# Abu Dhabi Banks



## The druid

Can anyone advise us on a good current acct for UK nationals in AD please ? We would like a joint acct if poss with good availability of cash machines. We also send money back to UK monthly for sons rent payments etc out of our UK current acct. Any advice welcome please !!


----------



## Deefor

This has been covered quite often on this forum, but the better ones seem to be ADCB and NBAD. My advice would be use one that has a branch that is convenient to where you live and that is open at some time when you are likely to need it.

There are plenty cash machines and even if it isn't from your bank the fees for getting cash out are minimal.

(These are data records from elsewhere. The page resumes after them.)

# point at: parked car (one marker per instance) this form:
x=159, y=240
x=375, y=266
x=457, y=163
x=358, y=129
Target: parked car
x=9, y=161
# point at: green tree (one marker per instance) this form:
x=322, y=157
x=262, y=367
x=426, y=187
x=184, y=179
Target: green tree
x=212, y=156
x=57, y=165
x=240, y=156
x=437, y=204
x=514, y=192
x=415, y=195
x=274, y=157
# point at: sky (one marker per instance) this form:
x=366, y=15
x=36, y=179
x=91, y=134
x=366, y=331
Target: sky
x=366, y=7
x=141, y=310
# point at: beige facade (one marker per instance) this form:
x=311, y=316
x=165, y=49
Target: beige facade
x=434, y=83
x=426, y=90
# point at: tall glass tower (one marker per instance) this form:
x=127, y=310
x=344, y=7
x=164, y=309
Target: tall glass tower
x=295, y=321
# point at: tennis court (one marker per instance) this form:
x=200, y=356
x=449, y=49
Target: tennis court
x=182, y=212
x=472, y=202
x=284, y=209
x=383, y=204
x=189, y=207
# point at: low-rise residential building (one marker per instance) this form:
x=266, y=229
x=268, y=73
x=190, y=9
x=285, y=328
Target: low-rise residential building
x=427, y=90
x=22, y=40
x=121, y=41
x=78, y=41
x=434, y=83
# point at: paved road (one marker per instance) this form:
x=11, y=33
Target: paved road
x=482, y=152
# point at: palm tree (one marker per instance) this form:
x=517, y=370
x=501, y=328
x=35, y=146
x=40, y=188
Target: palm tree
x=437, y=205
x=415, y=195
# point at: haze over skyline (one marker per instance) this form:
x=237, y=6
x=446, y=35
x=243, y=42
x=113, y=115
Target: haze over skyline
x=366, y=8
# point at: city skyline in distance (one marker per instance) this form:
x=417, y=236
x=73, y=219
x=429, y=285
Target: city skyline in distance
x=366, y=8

As in the UK, some people have good experiences with one bank and others get worse experiences from the same one.


----------



## kevinthegulf

I find ADCB a decent bank, one advantage is the wife can have a debit card and credit card on the same account. Sending money to Uk, consider a money changer, rates are better I think, I use UAE exchange , not had a problem, create an account with then and its straightforward
rgds kev


----------



## g1968g

I'm going through the process of opening a UAE account with the HSBC.
I opened an account in the UK before I left, they "introduced" me to the Abu Dhabi branch.
I've just left there and all seems ok. Free transfer of funds between UAE & UK, internet banking, all the cards you need etc etc

Just get your ID & Residents visa application moving. 

You need it for everything here


----------



## rsinner

tranfering fund from HSBC UAE to UK might be "free" but the exchange rate would be terrible. you would be better off using an exchange house like UAE Exchange or AL ANsari or 10s of others that exist. Shop around.


----------



## AlexDhabi

HSBC in Abu Dhabi is horrendous. Terrible service, hardly any cash machines, bad exchange rates, archaic internet manking, made lots of errors and made me wait a long time to fix them. NBAD much better.


----------